UK universities are falling short on social mobility and need to arm students with high level skills so they can secure professional jobs.

According to research from Professor Michael Brown, the former vice-chancellor of Liverpool John Moores University, Britain's higher education system is not "fully fit for purpose" in assisting social mobility.

Brown, writing for the thinktank CentreForum, said that the current UK university policy focuses wholly on "input" measures of social mobility – the type of students being admitted to university – rather than "outputs" – what happens to students once they leave.

Special interest is taken in the recruitment of disadvantaged students by research intensive universities.

But Brown's study found that progress made against even this limited measure of social mobility has been slow.

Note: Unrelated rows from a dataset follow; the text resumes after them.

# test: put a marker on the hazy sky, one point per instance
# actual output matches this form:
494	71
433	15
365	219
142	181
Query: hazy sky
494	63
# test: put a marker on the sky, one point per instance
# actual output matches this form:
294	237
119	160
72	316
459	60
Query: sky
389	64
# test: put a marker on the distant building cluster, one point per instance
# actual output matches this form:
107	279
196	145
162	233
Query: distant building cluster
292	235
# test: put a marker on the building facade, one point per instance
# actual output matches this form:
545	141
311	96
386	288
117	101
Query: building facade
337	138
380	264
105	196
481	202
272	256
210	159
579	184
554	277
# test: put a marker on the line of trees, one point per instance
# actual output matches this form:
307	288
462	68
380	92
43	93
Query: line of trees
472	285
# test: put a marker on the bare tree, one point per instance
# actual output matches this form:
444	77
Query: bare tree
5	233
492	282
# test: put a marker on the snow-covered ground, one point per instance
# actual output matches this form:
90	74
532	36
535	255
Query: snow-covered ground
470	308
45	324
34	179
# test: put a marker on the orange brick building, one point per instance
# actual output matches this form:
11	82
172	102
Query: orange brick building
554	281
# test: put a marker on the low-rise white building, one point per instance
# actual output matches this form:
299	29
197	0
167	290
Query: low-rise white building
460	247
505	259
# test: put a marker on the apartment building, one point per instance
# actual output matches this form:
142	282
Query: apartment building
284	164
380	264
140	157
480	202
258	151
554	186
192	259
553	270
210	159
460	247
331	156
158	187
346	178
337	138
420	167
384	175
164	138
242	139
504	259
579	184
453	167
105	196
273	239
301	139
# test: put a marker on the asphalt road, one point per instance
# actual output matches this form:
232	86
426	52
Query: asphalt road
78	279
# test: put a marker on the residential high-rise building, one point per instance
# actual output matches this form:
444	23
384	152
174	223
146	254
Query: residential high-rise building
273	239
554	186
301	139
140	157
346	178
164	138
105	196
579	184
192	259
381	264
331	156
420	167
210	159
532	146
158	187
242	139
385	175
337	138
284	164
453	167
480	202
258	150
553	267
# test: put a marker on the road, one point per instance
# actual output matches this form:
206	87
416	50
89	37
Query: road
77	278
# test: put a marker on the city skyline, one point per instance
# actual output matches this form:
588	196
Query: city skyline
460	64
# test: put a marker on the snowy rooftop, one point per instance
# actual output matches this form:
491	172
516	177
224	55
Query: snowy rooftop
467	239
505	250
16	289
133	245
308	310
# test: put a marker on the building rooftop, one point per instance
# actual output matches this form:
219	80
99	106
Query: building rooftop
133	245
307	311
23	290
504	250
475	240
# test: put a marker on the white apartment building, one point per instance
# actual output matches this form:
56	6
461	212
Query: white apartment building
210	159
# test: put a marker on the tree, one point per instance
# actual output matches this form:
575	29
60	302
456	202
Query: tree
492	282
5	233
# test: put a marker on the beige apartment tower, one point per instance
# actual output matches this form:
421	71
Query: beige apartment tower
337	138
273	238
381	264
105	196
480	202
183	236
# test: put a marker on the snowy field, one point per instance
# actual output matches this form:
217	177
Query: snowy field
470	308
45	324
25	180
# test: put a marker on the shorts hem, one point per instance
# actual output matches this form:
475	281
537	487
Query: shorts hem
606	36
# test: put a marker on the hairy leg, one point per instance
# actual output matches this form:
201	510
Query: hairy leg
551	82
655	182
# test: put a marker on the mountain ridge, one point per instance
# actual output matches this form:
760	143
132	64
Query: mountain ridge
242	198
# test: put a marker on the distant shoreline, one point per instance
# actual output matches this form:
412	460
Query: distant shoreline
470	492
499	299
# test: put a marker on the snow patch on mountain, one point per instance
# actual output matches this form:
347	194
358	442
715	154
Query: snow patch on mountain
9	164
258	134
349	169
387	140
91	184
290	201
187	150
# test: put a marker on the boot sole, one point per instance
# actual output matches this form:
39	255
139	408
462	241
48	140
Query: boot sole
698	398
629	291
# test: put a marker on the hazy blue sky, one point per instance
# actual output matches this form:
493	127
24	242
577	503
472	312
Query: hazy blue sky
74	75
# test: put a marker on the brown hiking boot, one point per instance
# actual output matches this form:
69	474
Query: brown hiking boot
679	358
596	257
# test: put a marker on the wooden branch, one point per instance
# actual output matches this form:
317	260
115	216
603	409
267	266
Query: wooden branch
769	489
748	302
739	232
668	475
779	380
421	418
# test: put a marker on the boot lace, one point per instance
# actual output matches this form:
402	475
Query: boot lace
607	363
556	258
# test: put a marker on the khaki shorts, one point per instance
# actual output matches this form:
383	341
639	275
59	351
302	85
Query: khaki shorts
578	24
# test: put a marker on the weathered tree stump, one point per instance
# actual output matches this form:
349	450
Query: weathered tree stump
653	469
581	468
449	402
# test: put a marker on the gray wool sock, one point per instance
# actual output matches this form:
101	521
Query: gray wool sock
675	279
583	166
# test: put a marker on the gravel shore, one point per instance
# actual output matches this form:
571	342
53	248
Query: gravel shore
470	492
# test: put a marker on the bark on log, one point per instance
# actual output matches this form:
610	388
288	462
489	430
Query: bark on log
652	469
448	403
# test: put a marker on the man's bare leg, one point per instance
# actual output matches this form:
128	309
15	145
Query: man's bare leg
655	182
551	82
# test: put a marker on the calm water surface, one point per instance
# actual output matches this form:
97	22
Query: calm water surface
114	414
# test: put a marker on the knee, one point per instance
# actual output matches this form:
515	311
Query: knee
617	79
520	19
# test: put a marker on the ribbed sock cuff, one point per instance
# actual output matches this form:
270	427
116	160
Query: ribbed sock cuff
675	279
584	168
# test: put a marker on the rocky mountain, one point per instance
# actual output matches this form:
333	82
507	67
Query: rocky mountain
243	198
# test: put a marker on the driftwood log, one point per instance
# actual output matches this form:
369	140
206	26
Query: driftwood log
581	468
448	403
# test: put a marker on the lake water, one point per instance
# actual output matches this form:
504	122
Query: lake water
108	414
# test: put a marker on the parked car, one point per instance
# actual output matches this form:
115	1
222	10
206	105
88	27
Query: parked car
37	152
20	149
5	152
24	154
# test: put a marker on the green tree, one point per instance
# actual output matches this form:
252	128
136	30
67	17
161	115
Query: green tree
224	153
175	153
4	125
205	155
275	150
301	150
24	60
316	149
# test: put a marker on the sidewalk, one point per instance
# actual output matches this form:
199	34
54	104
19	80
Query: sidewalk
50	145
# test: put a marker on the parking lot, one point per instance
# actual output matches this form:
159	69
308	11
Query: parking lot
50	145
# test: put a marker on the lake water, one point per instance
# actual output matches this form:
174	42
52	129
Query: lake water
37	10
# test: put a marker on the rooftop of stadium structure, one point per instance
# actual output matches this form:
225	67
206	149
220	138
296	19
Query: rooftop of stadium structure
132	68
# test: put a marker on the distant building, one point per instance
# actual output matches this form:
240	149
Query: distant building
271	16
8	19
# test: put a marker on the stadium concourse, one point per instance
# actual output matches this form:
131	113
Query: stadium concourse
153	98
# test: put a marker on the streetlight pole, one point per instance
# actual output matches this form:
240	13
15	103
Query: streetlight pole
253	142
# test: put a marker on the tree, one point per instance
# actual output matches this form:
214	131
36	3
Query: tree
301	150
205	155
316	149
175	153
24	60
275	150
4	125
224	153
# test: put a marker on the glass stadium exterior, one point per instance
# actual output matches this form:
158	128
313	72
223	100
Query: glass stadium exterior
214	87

The research also warned that in addition to subject mastery, universities must provide systematic graduate and high level skills development to facilitate the transition from higher education to professional employment.

"Encouraging students to go to university but then not ensuring that those students are fully developed to facilitate them achieving professional outcomes seems perverse," said Brown. "It is time for universities to raise their game."

The research comes after the government's social mobility tsar called on professional employers to axe unpaid internships in order to ensure fair access to Britain's top jobs.

Labour MP Alan Milburn argued, as part of an agenda to tackle the plight of the "forgotten middle class", that the growth in professional employment is not creating a new "social mobility dividend" for the UK.

Milburn, writing for New Labour pressure group Progress, claimed that Britain's top jobs are dominated by a "social elite" and unpaid internships go to young people on the basis of "who, not what, you know" as well as disadvantaging people from backgrounds who cannot afford to work for free.